Veteran movie director Steven Soderbergh says he’s happy that the culture of sexual abuse and harassment in Hollywood has been exposed but fears that some male power brokers may stop hiring women, in an attempt to avoid scandal.
“Well, the good news is, I think that shit’s over. That behavior is done. And it’s one of those things you see in society occasionally, where there’s something that needs to change and everybody knows it and yet it never changes until very suddenly it does,” said Soderbergh, whose 1989 debut drama sex, lies and videotape helped catapult the Harvey Weinstein-led indie studio Miramax to a perennial awards powerhouse.
The Oscar-winning director said he was aware of the disgraced movie mogul Weinstein’s “professional personality, which was volatile,” but “never participated in the sort of social part of the business” where whispers of rumored sex abuse would occur.
As it were, however, Soderbergh’s next film, the all-female Ocean’s 8, features Matt Damon who faced backlashed and apologized for a series of anger-inducing sexual misconduct. A petition demanding Damon’s cameo in the upcoming heist reboot be removed from the film, has more than 28,000 signatures.

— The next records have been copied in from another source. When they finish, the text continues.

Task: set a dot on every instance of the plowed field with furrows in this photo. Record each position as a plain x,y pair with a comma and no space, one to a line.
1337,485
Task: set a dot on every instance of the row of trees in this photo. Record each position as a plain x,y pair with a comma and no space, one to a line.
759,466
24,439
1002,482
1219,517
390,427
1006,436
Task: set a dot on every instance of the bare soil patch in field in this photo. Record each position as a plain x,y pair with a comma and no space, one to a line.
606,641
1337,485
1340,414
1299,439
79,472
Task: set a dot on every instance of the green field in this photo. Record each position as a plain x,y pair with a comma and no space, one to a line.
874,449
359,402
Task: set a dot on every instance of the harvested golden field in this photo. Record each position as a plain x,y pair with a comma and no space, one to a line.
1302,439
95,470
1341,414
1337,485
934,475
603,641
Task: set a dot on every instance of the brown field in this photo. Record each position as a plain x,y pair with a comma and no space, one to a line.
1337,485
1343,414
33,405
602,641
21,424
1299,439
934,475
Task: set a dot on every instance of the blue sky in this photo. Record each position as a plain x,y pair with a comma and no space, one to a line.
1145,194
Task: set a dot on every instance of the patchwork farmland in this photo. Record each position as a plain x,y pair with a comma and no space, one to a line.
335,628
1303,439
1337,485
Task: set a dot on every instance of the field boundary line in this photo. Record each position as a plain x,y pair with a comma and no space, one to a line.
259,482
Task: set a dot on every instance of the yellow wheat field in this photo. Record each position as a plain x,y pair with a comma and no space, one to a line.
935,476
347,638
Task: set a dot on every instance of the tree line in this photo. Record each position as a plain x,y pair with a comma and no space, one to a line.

It’s this kind of environment that Soderbergh says may lead to men blacklisting female talent.
“My fear is that, men being men, going forward, as opposed to changing their behavior, they’re just going to stop hiring women,” the 55-year-old director told the Daily Beast. “Like I said, knowing men as I do, I think for a lot of them, that’s going to be their initial reaction, as opposed to a reassessment of how they’ve behaved. It’ll just be: let’s not hire women, because, you know, they talk.”
“But over time, that’ll be a bad play,” Soderbergh warns. “Because diversity wins in all of these situations. If you become a company that, for instance, decides — tacitly or explicitly — to hire fewer women because you don’t want any problems, you’re going to get beat by other companies who do continue to hire women, because they’re going to have a better result.”
“Again, it’s very early days. And I think the intensity of it is the result of many, many, many years of pent-up frustration coming out,” Soderbergh said. “That’s why it feels so all-encompassing. There’s just been this pressure that’s finally being released. If you step back and look at it from a sort of social-anthropology point of view, I find it fascinating.”
Soderbergh’s latest project, HBO’s Mosaic — a pioneering series, based on the murder of iconic children’s book author Olivia Lake, that allows viewers to choose how they experience each story — premiers Monday, January 22.